Before you begin, check to make sure your flat-head screwdriver is small enough to pop the retaining clips on the new struts. Do not remove the clips. You only need to pop them enough so the ends of the clips don't block the opening for the ball joint.

Step 1
Break loose the lugnuts on the front wheels but don't remove them. You just need to loosen them enough that the wheel doesn't spin once the front of the car is lifted. Next, put wheel chocks behind the rear tires and lift up the front end of the car with the jack, then put jack stands in place. Make sure the car is securely supported before continuing. Remove the wheels and set them aside.

Step 2
Use the T27 torx bit and Philips screwdriver to remove the fasteners on the rear half of the wheel well liner (fender liner). You don't need to remove the whole liner if you don't want to.

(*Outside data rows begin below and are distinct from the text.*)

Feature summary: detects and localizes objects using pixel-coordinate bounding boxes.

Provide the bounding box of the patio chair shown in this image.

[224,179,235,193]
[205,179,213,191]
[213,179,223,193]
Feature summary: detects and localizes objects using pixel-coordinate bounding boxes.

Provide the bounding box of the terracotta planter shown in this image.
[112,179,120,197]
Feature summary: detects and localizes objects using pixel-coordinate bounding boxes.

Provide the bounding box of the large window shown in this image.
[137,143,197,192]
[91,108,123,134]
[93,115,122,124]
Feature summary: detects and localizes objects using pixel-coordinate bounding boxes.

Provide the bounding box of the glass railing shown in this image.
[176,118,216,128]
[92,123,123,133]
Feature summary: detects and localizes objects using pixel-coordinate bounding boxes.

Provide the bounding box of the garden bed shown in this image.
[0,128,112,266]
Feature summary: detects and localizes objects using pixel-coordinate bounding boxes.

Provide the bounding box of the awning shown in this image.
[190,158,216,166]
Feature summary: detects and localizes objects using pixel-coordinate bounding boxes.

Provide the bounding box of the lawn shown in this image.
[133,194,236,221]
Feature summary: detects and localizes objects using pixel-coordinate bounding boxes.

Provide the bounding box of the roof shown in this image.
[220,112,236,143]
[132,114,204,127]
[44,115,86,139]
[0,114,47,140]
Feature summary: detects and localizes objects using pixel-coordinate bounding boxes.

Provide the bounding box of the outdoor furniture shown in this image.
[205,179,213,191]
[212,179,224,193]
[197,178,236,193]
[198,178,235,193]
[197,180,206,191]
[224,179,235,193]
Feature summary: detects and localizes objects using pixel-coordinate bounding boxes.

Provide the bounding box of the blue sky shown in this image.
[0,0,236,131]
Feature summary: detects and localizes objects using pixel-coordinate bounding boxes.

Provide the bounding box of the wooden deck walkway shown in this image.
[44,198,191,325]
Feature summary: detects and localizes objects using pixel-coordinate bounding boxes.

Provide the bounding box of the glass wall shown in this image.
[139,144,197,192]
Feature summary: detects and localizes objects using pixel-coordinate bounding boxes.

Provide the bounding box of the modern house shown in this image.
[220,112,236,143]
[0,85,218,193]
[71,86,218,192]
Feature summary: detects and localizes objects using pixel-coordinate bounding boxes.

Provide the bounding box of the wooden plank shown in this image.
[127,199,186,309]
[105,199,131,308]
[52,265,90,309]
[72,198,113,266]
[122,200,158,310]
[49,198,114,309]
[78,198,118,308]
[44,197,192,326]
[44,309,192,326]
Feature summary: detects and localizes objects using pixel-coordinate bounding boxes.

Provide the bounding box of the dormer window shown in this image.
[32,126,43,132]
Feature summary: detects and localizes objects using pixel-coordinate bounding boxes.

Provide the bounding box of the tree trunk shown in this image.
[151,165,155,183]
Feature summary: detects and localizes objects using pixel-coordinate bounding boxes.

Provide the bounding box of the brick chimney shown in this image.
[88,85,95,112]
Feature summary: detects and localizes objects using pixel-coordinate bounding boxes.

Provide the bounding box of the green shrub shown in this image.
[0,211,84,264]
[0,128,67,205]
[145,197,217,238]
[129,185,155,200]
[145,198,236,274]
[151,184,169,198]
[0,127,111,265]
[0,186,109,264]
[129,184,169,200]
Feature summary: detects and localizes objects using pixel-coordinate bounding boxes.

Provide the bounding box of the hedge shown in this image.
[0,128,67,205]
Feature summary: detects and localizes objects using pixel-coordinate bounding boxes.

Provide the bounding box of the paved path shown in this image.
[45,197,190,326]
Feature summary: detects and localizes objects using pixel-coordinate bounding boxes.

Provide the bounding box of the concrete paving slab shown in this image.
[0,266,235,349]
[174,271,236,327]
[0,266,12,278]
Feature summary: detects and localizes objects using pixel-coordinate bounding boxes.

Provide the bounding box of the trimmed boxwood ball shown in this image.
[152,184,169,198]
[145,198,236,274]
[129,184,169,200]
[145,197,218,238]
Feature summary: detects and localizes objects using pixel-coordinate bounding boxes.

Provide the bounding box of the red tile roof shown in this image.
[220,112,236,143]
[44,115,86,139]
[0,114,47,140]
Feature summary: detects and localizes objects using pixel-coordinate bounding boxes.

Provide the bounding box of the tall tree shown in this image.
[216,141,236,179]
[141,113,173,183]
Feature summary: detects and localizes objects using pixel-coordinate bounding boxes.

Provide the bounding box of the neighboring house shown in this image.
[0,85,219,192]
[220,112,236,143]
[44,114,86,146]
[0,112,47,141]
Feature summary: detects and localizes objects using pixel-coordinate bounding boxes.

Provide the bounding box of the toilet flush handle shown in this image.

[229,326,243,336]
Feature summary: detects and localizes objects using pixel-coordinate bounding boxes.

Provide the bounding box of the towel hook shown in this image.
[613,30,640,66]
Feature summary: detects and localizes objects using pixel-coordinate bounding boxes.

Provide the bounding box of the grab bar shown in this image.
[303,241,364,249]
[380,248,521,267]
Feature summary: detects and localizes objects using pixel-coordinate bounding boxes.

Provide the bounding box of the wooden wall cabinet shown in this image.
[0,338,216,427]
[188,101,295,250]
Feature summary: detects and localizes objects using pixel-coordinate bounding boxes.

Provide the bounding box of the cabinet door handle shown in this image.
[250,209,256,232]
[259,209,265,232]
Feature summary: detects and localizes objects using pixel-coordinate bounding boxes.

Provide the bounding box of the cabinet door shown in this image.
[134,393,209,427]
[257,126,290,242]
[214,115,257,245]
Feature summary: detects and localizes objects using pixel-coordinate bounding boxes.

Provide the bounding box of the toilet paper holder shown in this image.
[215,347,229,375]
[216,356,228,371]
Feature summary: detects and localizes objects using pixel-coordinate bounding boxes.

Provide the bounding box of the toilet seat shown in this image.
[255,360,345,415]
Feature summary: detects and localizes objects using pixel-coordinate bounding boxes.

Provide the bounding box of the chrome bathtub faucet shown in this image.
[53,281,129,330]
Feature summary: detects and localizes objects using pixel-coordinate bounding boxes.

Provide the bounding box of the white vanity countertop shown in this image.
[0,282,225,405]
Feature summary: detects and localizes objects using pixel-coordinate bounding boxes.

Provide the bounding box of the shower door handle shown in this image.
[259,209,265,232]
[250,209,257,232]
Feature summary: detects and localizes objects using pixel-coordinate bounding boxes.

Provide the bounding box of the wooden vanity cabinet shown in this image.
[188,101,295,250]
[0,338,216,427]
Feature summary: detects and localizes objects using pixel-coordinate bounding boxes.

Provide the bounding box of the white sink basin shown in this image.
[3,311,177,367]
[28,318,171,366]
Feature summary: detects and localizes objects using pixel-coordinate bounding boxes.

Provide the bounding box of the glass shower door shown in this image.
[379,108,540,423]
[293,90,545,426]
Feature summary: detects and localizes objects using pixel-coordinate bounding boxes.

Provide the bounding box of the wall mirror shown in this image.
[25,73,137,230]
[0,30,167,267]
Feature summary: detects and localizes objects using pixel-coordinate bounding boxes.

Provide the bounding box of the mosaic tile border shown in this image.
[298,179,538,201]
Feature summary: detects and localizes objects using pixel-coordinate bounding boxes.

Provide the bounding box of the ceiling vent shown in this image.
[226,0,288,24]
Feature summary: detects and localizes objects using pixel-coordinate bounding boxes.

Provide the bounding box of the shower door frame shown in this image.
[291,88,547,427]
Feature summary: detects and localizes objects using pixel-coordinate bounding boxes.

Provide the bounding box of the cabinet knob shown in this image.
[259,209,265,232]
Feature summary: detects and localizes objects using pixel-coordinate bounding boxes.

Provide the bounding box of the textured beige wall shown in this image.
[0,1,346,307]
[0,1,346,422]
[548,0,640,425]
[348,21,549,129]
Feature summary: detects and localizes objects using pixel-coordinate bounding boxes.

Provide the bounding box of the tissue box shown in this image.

Pull the rear half of the liner down so you can access the area behind it inside the fender.

If you look inside, you'll see the gas strut ("door check arm") in the fender, just below the mesh cover of the fender vent.

Step 3
Your assistant will need to open the door and hold it in a position that allows you to reach the rear end of the strut with the flat-head screwdriver. If you look in the picture above, you can see that the strut goes through an irregularly-shaped opening at the back side of the fender. I found it easiest to have the door opened slightly - while the strut is still in the narrower part of the opening, then use the bottom edge of the opening as a leverage point to pop the retaining clip with the flat-head screwdriver.

Once it's popped, open the door a little more so the strut is in the wider part of the opening. This will give you room to pull the rear end of the strut down off of the mounting point. Be careful when you do this, as the retaining clip might pop back into place!

Step 4
Use the flat-head screwdriver to pop the retaining clip on the gas strut closest to the front wheel. Once popped, pull down on the strut to remove it from its forward mounting point. You can now pull the gas strut out of the car.

Step 5
Get your new gas strut ready to install by popping the retaining clips on both ends of the strut.

Have your assistant open the door so the mounting point on the door is aligned with the wider section of the opening in the rear of the fender. Install the rear end of the strut first - put the socket onto the ball mount and use the flat-head screwdriver to pop the retaining clip in place.

Step 6
Have your assistant slowly close the door until the front end of the strut is able to seat on the mounting point. Put the strut's socket on the mounting ball and pop the retaining clip in to place.

Step 7
Test the door to make sure the strut is secure and functional. If so, reinstall the fender liner and then repeat Steps 2 through 6 for the other door.